And yes, I have played Fallout too :)

Playing it, even with a walkthrough, is like watching a whole set of seasons
of Babylon 5 or Battlestar Galactica.

So trying out UQM (open-source port) is a must. It also has quite good two
player fighting mode.

------
mrschwabe
How awesome is it that you can pickup an old game, one of your favorites
maybe, read the actual source code - which might even have a modern analysis
discussed at length by Fabien Sanglard - and then play the game... with all of
the community's latest tweaks/optimizations... AND then ... when you come
across a bug ... you can code the fix yourself!

After reading this article, I compiled Duke Nukem 3D and played enough to find
something that bothered me. Just pushed a fix for horizontal mouse-
look/strafing (to Fabien's 'chocolate' repo):

[https://github.com/fabiensanglard/chocolate_duke3D](https://github.com/fabiensanglard/chocolate_duke3D)

It's like this weird connection to the original devs ... and my childhood.

------
angersock
Something the author glosses over is that the Quake 3 engine is remarkably
clean in its separation of the game logic from the engine--the use of "traps"
gives something that very much reminds me of an operating system in some ways.

------
phodo
Great list. Thanks for putting together. Wish the entries had some metadata
around language, size, etc. just for kicks!

------
breadbox
Another example would be Fish Fillets. The GPL release of the source included
all of the assets, even the voice-acting sound files (though only available in
Czech).
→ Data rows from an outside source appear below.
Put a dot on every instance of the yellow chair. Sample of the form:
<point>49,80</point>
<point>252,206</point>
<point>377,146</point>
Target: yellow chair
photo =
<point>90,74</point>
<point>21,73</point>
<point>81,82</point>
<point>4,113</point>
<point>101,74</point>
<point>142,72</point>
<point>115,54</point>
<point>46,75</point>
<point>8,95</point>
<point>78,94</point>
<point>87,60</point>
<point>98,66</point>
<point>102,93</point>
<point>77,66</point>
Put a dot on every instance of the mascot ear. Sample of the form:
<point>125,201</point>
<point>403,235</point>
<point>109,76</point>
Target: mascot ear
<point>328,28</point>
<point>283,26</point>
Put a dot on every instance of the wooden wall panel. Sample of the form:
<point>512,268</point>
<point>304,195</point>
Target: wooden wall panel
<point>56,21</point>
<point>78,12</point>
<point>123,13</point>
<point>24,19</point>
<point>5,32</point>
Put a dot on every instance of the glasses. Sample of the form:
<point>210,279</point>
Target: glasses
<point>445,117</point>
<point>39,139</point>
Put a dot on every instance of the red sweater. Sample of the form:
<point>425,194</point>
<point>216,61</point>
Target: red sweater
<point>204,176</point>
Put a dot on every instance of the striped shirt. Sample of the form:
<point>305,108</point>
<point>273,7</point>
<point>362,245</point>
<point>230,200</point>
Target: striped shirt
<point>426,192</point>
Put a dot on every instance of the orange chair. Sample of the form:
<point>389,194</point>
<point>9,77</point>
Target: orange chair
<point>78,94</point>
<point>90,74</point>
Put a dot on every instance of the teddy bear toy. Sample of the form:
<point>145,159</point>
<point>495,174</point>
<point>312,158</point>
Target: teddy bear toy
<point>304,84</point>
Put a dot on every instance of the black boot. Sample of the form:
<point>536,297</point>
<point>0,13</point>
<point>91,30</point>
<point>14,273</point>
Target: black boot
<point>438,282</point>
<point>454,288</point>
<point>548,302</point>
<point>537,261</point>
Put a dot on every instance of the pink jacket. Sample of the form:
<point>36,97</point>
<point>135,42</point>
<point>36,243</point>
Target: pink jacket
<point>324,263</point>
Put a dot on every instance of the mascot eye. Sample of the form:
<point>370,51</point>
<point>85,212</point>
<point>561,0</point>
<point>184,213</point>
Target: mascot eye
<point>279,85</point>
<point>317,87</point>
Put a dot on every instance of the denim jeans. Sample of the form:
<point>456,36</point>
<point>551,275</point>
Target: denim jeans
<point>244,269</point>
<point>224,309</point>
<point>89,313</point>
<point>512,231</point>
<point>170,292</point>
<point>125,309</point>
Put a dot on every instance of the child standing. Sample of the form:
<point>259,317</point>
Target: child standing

Info at [http://fillets.sf.net/](http://fillets.sf.net/) , released
source code at
[http://sourceforge.net/projects/fillets/files/original%20ALT...](http://sourceforge.net/projects/fillets/files/original%20ALTAR%20source%20code/)

------
stuxnet79
Homeworld is the only major one I know. They just released a remaster on Steam
though so I wonder how this has affected the modding community.

------
kabdib
Source for the Atari 800 version of Donkey Kong is here

[http://atariage.com/forums/topic/130904-donkey-kong-
source-c...](http://atariage.com/forums/topic/130904-donkey-kong-source-code/)

Beware gnarly 6502 assembly language :-)

------
lawlessone
Warzone 2100, still going strong.